Figure 3. Induction of fission-mediated mitochondrial loss in the axons of the glial lamina in aged E50K−tg mice.

Figure 3

(a,b) Representative images and quantitative immunoreactive intensity analyses from the glial lamina show a significant increase of NF68 immunoreactivity (green) in the axons of 16-month-old aged E50K−tg mice compared with age-matched WT mice. There were no differences in astroglial activation and GFAP immunoreactivity (red) between WT and E50K−tg mice. Blue color indicates nucleus. Scale bar, 20 μm (c) Representative images from TEM analyses show mitochondrial fission and mitochondrial loss in the axons of the glial lamina in 16-month-old aged E50K−tg mice compared with age-matched WT mice. Arrowheads indicate mitochondria. Scale bar, 500 nm. (d) Quantitative TEM analyses of mitochondria show a significant increase of mitochondrial number (n = 20), but decreases of mitochondrial lengths (n = 78 for WT; 92 for E50K−tg mice) and volume density (n = 20) in the axons of the glia lamina of E50K−tg mice. (e) Representative images from TEM analyses show changes in cristae abundance in the mitochondria of the axons in the glial lamina in WT and E50K−tg mice.
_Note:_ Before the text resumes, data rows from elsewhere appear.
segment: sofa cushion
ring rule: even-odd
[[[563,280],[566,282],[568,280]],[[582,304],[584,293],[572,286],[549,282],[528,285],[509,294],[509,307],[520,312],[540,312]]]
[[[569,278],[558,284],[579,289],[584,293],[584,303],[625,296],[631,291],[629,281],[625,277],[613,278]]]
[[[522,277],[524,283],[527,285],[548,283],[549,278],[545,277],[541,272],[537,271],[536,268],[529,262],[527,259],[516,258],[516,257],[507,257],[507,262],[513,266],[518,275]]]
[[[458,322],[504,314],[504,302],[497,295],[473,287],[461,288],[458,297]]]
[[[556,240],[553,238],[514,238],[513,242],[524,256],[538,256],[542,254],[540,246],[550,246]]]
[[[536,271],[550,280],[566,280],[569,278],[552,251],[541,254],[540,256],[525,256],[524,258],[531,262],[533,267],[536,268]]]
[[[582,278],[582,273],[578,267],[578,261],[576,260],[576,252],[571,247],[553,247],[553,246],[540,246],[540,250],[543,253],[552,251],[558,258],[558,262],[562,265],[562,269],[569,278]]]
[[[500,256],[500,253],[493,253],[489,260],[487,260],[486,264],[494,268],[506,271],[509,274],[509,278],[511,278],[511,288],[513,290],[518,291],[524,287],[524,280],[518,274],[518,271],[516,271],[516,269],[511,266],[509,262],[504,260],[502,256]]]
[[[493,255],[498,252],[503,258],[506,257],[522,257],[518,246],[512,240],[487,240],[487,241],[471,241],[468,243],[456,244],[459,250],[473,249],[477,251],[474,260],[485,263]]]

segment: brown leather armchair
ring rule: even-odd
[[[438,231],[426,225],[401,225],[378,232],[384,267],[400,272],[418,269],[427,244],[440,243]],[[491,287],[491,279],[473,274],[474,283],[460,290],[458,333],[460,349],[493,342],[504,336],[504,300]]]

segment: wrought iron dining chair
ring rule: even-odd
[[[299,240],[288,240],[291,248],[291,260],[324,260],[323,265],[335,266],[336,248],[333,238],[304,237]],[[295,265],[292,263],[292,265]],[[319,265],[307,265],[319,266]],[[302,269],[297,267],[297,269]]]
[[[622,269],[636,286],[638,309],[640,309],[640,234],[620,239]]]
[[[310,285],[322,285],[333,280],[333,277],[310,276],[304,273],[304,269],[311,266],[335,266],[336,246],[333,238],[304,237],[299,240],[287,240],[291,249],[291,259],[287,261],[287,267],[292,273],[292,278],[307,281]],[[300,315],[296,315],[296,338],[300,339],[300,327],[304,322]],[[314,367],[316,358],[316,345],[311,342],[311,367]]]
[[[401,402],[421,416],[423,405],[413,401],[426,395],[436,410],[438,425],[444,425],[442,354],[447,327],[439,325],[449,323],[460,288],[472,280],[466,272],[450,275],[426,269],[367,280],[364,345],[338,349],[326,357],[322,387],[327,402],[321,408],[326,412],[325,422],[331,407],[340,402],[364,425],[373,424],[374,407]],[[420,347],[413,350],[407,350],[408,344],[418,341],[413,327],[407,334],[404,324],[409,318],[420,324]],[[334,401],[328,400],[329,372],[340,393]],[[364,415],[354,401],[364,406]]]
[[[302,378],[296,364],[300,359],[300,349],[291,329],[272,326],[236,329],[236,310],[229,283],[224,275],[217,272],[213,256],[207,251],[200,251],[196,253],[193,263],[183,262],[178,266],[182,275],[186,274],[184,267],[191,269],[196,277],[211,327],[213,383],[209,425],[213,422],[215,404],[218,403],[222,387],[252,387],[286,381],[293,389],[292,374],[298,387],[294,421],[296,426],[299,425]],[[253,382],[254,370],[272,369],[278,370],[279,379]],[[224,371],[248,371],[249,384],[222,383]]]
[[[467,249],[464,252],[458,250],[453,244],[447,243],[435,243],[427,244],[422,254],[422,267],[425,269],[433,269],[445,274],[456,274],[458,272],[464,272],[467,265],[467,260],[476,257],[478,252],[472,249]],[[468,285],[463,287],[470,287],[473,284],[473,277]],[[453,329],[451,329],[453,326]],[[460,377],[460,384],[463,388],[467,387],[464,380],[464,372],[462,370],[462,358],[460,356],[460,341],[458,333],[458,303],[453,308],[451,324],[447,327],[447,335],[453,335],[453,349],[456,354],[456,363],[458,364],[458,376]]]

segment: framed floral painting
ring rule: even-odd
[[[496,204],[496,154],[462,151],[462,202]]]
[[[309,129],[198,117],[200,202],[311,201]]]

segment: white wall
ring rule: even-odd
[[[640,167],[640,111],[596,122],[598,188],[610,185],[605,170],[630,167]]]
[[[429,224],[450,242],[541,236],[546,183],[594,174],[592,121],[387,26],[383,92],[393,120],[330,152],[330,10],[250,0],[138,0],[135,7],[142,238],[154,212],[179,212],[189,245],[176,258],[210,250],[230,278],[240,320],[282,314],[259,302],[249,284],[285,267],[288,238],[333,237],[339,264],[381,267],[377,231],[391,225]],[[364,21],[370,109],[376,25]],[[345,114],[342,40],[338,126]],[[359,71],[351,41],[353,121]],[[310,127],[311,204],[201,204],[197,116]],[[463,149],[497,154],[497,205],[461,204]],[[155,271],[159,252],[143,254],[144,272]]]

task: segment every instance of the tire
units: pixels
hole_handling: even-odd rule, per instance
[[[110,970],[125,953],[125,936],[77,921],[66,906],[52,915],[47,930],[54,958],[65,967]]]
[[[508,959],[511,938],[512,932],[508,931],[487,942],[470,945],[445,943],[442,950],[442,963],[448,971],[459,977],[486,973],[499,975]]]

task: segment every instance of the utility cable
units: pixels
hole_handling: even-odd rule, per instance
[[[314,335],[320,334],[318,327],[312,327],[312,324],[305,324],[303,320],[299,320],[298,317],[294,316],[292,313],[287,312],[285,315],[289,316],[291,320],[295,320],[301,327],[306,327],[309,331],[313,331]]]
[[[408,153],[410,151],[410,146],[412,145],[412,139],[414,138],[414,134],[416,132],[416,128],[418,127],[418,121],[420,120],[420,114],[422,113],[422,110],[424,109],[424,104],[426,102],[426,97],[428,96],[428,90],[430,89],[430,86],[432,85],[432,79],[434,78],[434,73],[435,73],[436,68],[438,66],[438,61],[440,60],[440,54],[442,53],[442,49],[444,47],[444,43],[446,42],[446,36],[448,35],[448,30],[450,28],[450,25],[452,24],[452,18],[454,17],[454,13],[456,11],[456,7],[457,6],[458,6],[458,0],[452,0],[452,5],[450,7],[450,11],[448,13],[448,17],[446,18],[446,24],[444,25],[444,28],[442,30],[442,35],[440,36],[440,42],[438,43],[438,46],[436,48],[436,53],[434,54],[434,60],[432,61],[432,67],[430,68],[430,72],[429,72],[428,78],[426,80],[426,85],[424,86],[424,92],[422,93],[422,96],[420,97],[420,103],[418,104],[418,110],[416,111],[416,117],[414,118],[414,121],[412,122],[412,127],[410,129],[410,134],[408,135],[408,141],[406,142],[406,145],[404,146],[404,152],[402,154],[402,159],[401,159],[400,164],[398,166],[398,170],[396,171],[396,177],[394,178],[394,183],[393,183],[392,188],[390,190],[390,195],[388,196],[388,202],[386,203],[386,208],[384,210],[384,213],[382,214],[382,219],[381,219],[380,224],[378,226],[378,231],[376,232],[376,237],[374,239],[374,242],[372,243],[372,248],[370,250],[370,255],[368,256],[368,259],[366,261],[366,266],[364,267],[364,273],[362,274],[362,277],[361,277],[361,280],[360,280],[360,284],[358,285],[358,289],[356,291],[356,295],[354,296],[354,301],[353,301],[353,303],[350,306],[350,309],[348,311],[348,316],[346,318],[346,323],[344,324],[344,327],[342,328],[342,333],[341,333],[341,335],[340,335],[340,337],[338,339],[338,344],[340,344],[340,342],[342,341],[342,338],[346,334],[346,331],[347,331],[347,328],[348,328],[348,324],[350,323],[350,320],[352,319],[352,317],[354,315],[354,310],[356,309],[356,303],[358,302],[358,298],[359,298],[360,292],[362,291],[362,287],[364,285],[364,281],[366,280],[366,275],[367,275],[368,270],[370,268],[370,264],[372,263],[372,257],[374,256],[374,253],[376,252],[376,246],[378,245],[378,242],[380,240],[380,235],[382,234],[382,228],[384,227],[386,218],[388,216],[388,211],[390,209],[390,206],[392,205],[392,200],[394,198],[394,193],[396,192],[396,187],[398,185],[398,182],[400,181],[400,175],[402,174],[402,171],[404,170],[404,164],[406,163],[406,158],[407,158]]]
Quantitative TEM analysis shows a significant increase of mitochondrial cristae density (n = 10 for WT; 10 for E50K−tg mice) in the axons of the glial lamina in E50K−tg mice. Dot graph shows the actual cristae density of each mitochondrion. Data are shown as the mean ± S.E.M. *P < 0.05; **P < 0.01; ***P < 0.001 compared with the WT group. E50K−tg, E50K mutation-carrying transgenic; GFAP, glial fibrillary acidic protein; NF68, neurofilament 68; WT, wild-type. Scale bar, (WT) 500 nm (c), (E50K−tg) 250 nm (c) and (WT and E50K−tg) 100 nm (e).